I've had to rebuild my life (not to mention myself) from the ground up, and although some issues remain unresolved (the father of my children still creates a negative force in my life), I am now better equipped to deal with whatever life throws at me, because my mind is stronger than it has ever been.
I've had to rebuild my life (not to mention myself) from the ground up.

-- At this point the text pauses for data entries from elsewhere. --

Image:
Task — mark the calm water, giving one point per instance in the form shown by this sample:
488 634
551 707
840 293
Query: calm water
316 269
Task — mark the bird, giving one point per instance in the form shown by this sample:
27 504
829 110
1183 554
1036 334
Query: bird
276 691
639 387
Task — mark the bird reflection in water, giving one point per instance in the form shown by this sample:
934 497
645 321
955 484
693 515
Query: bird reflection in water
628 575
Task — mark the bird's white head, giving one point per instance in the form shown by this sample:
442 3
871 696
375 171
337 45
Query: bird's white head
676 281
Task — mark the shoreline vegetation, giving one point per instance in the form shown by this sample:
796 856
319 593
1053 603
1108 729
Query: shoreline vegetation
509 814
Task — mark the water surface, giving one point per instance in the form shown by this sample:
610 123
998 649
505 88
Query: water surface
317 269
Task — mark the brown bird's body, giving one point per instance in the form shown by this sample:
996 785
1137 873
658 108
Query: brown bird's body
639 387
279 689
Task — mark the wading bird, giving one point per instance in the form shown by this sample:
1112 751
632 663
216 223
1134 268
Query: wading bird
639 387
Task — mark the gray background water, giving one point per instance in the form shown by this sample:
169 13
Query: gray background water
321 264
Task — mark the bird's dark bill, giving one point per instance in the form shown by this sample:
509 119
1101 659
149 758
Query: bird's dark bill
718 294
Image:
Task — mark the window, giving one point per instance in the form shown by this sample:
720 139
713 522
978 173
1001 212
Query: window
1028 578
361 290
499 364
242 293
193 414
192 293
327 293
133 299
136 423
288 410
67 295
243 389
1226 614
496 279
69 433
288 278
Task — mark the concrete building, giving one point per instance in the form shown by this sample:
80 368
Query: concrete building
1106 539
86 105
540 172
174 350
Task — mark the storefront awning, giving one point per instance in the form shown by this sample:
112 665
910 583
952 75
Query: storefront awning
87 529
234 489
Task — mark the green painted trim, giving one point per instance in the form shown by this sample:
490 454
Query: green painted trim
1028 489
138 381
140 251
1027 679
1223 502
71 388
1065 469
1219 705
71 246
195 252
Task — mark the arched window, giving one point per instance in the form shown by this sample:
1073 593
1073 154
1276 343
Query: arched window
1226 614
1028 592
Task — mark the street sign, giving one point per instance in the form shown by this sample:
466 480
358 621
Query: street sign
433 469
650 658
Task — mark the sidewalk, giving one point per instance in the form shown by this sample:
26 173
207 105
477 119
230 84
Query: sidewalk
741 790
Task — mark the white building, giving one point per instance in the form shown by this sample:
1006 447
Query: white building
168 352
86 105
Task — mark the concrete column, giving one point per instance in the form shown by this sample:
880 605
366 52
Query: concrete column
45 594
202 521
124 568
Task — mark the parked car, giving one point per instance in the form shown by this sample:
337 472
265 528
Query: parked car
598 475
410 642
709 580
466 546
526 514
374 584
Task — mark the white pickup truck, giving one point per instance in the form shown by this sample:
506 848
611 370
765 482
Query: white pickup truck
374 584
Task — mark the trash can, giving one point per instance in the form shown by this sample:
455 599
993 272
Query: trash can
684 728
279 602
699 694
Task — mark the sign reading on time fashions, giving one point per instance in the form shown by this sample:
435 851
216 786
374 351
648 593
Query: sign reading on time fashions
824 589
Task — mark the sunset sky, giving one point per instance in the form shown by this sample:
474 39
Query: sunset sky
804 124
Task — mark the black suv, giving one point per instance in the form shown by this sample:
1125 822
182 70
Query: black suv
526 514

This is the reason I have just started WriteIntoYoga retreats (with former prison officer Julia Green). I want something good to arise from my pain, and to help others who may be struggling with theirs. This is about encouraging writing in its purest form, because we all have stories beneath the surface. The retreats aim to encourage people to think outside their normal thought patterns and emotions through the combination of writing, yoga, and mindful meditation.
Even as recently as a few weeks ago I wouldn’t have dreamt of sharing my own personal story. But I believe I have to be open about my experiences so that others may have the courage to open up about theirs—even if it’s just to themselves.